Trying to predict the strategy of the numerous actors involved in this dispute is almost impossible, but there are a number of tools in their hands.

A safeguard clause, namely Article 16 of the Protocol, which allows the two parties to take action in case some negative effects to the deal arise, can be used as a coercion tool by the UK and EU in the event of future disputes. Both have threatened to invoke the safeguard clause on a number of occasions, highlighting their willingness to take action in case the relationship between the two were to deteriorate further.

The unilateral exit mechanism, moreover, would allow the Northern Irish assembly to exit the deal by casting a vote that takes place every four years.
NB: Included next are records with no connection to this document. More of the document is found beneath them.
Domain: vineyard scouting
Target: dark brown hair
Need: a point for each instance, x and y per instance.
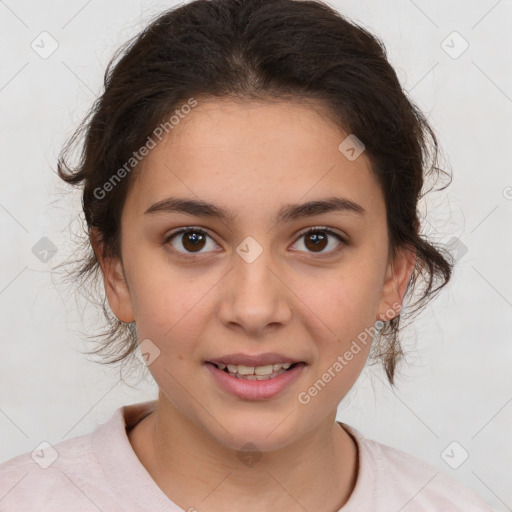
(270, 50)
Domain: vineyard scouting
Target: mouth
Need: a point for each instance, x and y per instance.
(263, 372)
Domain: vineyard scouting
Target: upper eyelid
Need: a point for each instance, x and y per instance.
(305, 231)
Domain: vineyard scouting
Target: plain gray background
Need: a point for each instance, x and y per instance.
(458, 385)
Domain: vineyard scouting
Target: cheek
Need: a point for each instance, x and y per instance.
(169, 305)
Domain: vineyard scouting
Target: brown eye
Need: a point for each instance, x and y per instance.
(317, 239)
(189, 240)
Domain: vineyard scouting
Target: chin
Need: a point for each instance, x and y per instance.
(265, 430)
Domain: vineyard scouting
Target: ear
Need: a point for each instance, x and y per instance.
(398, 274)
(116, 287)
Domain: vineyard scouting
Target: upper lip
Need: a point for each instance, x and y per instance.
(254, 360)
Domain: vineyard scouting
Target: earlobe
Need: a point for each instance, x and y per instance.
(114, 280)
(397, 278)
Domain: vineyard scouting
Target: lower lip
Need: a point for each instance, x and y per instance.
(255, 389)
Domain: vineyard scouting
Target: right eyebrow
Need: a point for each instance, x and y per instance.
(288, 212)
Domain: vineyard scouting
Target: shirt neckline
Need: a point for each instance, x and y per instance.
(122, 467)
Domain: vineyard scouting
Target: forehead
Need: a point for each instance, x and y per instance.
(235, 154)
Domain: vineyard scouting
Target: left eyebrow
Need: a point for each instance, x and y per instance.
(288, 212)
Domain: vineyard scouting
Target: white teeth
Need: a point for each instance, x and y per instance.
(252, 372)
(264, 370)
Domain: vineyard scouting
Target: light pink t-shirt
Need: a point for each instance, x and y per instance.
(100, 471)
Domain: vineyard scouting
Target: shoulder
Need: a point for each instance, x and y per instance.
(390, 477)
(53, 475)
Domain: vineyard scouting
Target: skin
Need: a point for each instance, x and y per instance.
(252, 158)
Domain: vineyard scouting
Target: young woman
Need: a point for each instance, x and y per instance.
(250, 179)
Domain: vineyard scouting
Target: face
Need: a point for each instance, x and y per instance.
(253, 282)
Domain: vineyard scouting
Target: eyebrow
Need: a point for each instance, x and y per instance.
(288, 212)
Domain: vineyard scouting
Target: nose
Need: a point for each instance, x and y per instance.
(256, 298)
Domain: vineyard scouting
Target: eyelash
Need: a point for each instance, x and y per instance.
(308, 231)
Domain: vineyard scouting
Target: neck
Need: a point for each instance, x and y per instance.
(316, 472)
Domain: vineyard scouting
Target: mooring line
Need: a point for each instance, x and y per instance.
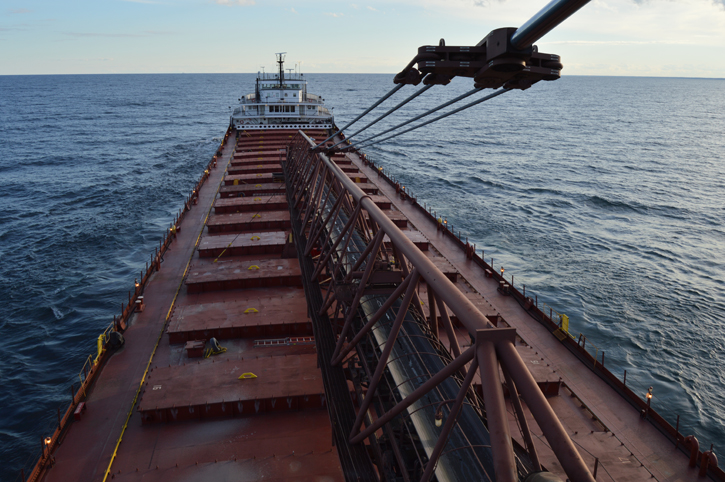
(420, 91)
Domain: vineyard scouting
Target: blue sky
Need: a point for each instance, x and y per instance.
(682, 38)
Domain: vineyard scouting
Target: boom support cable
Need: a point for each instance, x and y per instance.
(380, 101)
(435, 109)
(490, 96)
(386, 114)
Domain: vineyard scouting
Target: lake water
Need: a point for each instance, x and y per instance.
(603, 195)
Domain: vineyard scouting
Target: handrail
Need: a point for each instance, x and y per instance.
(306, 164)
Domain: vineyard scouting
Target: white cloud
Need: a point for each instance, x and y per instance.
(229, 3)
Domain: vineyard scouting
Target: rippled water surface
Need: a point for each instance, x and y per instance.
(603, 195)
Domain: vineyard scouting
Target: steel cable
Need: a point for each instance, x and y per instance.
(427, 113)
(490, 96)
(380, 101)
(387, 113)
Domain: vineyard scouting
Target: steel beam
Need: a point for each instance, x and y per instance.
(389, 343)
(547, 420)
(419, 392)
(450, 422)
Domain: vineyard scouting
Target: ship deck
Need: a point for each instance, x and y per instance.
(258, 410)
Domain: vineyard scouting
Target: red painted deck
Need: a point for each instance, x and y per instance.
(269, 312)
(198, 421)
(210, 388)
(250, 204)
(228, 274)
(242, 244)
(249, 221)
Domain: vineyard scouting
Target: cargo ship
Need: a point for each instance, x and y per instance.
(306, 318)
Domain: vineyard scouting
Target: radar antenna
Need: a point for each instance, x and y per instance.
(280, 61)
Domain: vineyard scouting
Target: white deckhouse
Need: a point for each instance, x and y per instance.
(281, 101)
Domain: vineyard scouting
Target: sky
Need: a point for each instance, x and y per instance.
(667, 38)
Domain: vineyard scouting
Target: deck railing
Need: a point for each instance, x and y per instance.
(95, 361)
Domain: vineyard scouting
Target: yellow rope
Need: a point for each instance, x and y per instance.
(163, 328)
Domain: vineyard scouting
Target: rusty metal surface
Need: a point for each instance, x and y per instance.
(212, 388)
(232, 274)
(249, 221)
(242, 244)
(251, 189)
(250, 204)
(252, 313)
(270, 446)
(639, 437)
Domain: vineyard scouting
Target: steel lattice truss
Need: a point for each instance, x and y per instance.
(356, 249)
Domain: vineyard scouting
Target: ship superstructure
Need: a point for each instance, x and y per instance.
(281, 101)
(312, 321)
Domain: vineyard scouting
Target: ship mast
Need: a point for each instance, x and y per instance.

If the vote should result in a disapproval of the current agreement, then the UK and the EU would need to sit down and reach a new deal. This puts a lot of power in the hands of the Assembly, which has recently appointed a Unionist as Prime Minister.

Public opinion, in the end, holds the power to affect the decisions of the Assembly and if, as popular sentiment suggests, pressure were to build up as a result of the cumbersome custom practices and the delay of goods coming from the UK, we might expect some turnaround of the protocol in the future. Only time will tell whether the people of the “forgotten state” will be brave enough to raise their voice or not.